Title: Two examples of thermodynamic limits in neuroscience
Abstract: The human brain contains billions of neurones and glial cells that are tightly interconnected. Describing their electrical and chemical activity is mind-boggling hence the idea of studying the thermodynamic limit of the equations that describe these activities, i.e. to look at what happens when the number of cells grows arbitrarily large. It turns out that under reasonable hypotheses the number of equations to deal with drops down sharply from millions to a handful, albeit more complex. There are many different approaches to this which are usually called mean-field analyses. I present two mathematical methods to illustrate these approaches. They both enjoy the feature that they propagate chaos, a notion I connect to physiological measurements of the correlations between neuronal activities. In the first method, the limit equations can be read off the network equations and methods "à la Sznitman" can be used to prove convergence and propagation of chaos as in the case of a network of biologically plausible neurone models. The second method requires more sophisticated tools such as large deviations to identify the limit and do the rest of the job, as in the case of networks of Hopfield neurones such as those present in the trendy deep neural networks

Speaker: Romain Veltz

Title: Study of a mean field of a network of 2d spiking neurons
Abstract: In this talk, I will present some results regarding the dynamics of a network of stochastic spiking neurons akin to the "generalised linear model". This network is an elaboration of the one introduced in [De Masi et al. 2014] by generalising the dynamics of the individual neurons. This allows to capture most of the known intrinsic neuronal spiking, like bursting for example, and thus to study the effect of the neuron dynamics on the macroscopic one.

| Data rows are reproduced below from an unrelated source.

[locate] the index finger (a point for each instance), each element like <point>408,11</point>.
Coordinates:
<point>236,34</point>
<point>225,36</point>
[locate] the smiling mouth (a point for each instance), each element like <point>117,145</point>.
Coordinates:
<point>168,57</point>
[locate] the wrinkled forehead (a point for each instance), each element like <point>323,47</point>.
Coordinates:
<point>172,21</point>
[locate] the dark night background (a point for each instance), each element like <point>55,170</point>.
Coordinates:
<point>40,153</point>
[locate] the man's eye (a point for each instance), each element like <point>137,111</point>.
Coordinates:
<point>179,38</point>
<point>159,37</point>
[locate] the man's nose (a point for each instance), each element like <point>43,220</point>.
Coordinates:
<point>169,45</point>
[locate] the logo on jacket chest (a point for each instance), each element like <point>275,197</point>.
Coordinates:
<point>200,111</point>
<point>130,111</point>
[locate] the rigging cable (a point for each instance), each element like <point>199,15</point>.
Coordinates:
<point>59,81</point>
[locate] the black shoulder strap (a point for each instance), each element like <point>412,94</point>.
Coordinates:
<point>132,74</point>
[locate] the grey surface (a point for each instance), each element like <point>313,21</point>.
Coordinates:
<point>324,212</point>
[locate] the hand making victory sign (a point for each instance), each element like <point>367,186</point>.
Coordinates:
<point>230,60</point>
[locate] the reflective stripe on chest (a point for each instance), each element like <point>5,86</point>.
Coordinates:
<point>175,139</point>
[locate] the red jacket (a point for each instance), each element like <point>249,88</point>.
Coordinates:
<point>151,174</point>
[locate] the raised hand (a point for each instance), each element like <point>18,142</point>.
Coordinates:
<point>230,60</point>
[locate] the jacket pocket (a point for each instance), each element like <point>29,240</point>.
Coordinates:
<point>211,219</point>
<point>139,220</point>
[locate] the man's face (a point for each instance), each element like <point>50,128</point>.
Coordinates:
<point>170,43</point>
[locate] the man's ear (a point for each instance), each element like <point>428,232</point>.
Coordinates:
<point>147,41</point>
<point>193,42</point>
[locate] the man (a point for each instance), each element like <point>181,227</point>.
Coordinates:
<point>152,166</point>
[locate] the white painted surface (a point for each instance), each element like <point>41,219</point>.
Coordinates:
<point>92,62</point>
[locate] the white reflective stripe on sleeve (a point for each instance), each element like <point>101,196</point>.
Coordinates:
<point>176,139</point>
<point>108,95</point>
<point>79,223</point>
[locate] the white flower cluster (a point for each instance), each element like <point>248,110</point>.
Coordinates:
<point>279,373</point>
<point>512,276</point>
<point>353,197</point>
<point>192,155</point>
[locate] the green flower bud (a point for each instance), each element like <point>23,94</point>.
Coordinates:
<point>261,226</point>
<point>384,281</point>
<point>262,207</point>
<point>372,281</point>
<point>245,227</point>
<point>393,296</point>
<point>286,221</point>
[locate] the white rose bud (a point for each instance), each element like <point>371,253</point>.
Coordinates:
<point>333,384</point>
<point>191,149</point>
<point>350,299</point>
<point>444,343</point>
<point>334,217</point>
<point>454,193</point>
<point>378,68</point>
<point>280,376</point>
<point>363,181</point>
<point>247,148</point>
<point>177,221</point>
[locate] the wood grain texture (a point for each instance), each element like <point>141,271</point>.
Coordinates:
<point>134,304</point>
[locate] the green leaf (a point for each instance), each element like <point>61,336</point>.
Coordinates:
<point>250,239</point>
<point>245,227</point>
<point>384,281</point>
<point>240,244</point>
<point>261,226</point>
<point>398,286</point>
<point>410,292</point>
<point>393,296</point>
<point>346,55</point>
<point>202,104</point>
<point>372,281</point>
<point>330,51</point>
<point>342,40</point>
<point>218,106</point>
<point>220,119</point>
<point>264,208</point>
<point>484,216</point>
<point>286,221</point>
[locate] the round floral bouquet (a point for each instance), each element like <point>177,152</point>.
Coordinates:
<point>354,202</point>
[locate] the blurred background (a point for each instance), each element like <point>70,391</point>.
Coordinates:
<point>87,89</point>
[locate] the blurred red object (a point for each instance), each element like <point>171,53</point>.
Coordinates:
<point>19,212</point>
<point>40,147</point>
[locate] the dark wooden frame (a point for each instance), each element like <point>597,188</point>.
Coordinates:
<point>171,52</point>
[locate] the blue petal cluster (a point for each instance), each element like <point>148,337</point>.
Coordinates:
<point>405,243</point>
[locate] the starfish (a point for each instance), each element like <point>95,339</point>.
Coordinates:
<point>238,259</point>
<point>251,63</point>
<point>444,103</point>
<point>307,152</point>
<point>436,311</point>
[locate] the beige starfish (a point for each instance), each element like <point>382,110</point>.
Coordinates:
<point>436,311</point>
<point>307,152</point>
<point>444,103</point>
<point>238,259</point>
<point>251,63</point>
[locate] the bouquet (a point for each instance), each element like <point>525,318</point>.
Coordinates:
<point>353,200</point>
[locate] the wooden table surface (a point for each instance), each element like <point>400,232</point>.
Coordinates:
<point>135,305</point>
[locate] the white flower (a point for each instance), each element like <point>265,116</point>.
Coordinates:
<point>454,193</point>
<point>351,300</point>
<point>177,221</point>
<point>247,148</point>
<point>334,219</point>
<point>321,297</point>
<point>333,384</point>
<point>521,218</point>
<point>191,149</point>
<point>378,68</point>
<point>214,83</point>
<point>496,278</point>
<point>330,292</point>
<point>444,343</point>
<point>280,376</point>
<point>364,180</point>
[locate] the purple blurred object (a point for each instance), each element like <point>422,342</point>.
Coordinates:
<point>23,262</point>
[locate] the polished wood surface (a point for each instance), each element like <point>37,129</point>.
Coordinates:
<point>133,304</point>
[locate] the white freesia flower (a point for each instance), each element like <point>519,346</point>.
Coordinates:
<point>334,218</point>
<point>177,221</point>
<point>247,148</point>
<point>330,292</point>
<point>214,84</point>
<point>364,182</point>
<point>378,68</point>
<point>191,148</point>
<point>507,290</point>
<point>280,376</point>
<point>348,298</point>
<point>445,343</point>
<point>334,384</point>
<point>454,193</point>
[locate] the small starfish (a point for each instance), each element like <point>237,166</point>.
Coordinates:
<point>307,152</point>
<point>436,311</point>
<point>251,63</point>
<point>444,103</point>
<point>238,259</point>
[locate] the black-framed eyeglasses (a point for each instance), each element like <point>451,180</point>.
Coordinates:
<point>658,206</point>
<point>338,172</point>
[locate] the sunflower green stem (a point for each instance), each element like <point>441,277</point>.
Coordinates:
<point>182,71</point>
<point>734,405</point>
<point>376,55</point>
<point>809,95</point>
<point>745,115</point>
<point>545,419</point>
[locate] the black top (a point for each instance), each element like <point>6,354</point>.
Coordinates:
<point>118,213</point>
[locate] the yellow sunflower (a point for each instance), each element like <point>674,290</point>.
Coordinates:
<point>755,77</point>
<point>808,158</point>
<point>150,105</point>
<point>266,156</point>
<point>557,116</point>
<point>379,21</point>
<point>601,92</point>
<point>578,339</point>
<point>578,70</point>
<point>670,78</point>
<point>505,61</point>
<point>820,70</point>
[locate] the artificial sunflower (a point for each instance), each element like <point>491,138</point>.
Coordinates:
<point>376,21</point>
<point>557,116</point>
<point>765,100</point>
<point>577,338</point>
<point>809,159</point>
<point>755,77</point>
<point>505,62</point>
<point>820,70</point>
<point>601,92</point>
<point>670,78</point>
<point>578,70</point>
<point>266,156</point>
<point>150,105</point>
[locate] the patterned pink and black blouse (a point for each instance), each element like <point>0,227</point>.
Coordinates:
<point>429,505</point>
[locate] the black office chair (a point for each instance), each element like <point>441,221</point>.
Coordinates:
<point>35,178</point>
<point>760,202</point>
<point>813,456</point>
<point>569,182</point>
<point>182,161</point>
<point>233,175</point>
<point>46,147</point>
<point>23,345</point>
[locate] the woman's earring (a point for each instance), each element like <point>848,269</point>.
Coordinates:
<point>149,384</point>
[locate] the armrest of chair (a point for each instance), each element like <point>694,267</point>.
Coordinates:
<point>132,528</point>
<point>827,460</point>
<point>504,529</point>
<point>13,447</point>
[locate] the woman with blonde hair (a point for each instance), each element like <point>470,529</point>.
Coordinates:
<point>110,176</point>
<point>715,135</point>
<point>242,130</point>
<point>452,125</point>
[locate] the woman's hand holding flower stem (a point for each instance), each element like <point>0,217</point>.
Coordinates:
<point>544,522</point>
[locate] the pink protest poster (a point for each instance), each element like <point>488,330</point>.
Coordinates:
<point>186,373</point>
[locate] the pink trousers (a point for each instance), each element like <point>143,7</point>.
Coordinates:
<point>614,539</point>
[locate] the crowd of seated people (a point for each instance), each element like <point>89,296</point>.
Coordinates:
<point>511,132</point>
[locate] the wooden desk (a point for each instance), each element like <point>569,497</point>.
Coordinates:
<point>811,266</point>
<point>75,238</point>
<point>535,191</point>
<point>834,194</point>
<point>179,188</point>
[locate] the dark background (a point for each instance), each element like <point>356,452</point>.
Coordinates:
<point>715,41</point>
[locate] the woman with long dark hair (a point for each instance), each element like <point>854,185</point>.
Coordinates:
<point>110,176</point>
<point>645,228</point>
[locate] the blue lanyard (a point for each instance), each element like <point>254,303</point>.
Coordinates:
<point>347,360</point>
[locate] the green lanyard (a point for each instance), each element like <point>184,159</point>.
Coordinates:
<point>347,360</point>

The model presents some challenges. It is a nonlinear Piecewise Deterministic Markov process with explosive flow and unbounded total rate function. I will present some theoretical results regarding the linearised equation (well posedness, ergodicity) and will highlight the difficulties associated to the nonlinear one. In particular, I will prove the existence of invariant distributions for the nonlinear process. Some numerical applications will be provided.